タブレットをかざすことで、失われた建物や城下の風景が映し出され、往事の姿をバーチャル体験できるのだ。福岡城最大の個性である黒田家による全国屈指の石垣を傷つけることなく、また妄想を楽しみとする観光客をがっかりさせることなく、知り得ぬ世界を見せてくれる。
江戸時代の風景を取り戻しつつある彦根城
彦根城(滋賀県彦根市)では、江戸時代の風景を取り戻すべく数年前から城を取り巻く樹木が積極的に伐採されている。
彦根城の個性である現存天守・櫓や石垣は、まるでスポットライトが当てられたように際立って見えるようになった。些細なことだが、観光客にとってはうれしいおもてなしだ。無論、石垣の崩落などに悪影響を及ぼす樹木の伐採で、文化財保護的な観点からも配慮されている。
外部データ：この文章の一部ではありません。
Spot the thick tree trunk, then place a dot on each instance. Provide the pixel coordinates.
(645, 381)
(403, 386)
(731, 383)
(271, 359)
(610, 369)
木々が伐採された彦根城(滋賀県彦根市)。彦根市では、日頃は非公開の場所を文化財課の職員の解説のもと歩く見学ツアー「彦根城探検隊」を積極的に行うなど、文化財の理解にも努めている。定員を超える大盛況だ
可後森城の国獲り合戦イベント
可後森城(愛媛県松野町)では国境の城という個性を生かし、国獲り合戦イベントの定着化が進められている。
実態が理解しにくい古代城柵の理解を深めてもらおうと、志波城(岩手県盛岡市)ではアニメーションが制作された。観光客との距離をいかに縮めるか、を考慮したアイディアと工夫が印象的だ。